Popularity grew with the publication of classics such as Owen Wister’s The Virginian (1902) and Zane Grey’s Riders of the Purple Sage (1912). When the popularity of pulp magazines exploded in the 1920s, western fiction was a staple.
Contemporary with these developments was the growth of the movie industry and the resultant emergence of global media. Western stories provided popular material for movies from the earliest days of the cinema industry. Indeed 1903’s The Great Train Robbery was the first narrative movie .By the 1950’s 30 percent of all Hollywood films involved a Western scenario , and in the USA Between 1952 and 1970 no less than 11 Western TV series were on the air in any single year.
The cowboy was the ultimate hero-a modern knight errant-the white male hero in arms, he faced adversity alone in a harsh world- the symbols were easy to read and the moral battles that lay at the heart of the stories were clearly laid out- there was seldom any ambiguity.
The figure of the cowboy became stylistically idealised to fit in with contemporary fashions and the rough clothing of a nineteenth century cattle herder gave way to narrow jeans, short jacket, flamboyant neckscarf and neat,rakish stetson above a well tended quiff.

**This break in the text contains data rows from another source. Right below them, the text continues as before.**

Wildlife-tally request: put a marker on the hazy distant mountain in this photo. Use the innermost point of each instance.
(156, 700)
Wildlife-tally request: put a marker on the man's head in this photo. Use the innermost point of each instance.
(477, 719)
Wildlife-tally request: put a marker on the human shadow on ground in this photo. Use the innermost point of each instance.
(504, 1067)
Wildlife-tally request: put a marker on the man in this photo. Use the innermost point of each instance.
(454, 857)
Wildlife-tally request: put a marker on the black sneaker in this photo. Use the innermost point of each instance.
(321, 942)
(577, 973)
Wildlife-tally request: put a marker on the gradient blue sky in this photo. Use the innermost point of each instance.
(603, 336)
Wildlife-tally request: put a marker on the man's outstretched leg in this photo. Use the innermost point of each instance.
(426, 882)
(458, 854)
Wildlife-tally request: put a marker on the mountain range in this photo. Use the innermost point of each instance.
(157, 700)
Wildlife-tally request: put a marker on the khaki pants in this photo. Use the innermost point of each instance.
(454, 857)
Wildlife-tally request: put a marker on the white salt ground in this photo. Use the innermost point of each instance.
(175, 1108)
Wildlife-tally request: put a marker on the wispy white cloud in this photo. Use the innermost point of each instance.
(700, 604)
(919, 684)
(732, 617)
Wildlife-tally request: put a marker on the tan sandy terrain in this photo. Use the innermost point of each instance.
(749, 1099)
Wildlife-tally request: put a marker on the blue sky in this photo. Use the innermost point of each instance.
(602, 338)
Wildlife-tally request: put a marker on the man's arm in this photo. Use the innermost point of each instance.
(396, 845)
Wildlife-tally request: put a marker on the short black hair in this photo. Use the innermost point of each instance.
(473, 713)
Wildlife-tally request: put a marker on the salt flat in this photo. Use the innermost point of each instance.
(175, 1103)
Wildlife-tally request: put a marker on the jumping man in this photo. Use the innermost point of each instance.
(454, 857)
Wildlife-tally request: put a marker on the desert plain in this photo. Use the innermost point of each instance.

Dealing with the most virile aspects of the masculine image, it was inevitable that the American cowboy should appear as a sex symbol as well as being an idealised and resolute father figure conferring on his followers the approved way to think, work, and fight.
The cowboy remains a potent symobol, artist Richard Prince , for example, identifies the cowboy as being a role model and a sex symbol who embodies adventure, spirit and freedom.

So here begins an occasional series in which we will bring you : Cowboys.


Our first Cowboy is Justus D. Barnes (1862-1946) in his uncredited role as Bandit Who Fires at Camera in Edwin S. Porter’s The Great Train Robbery (1903).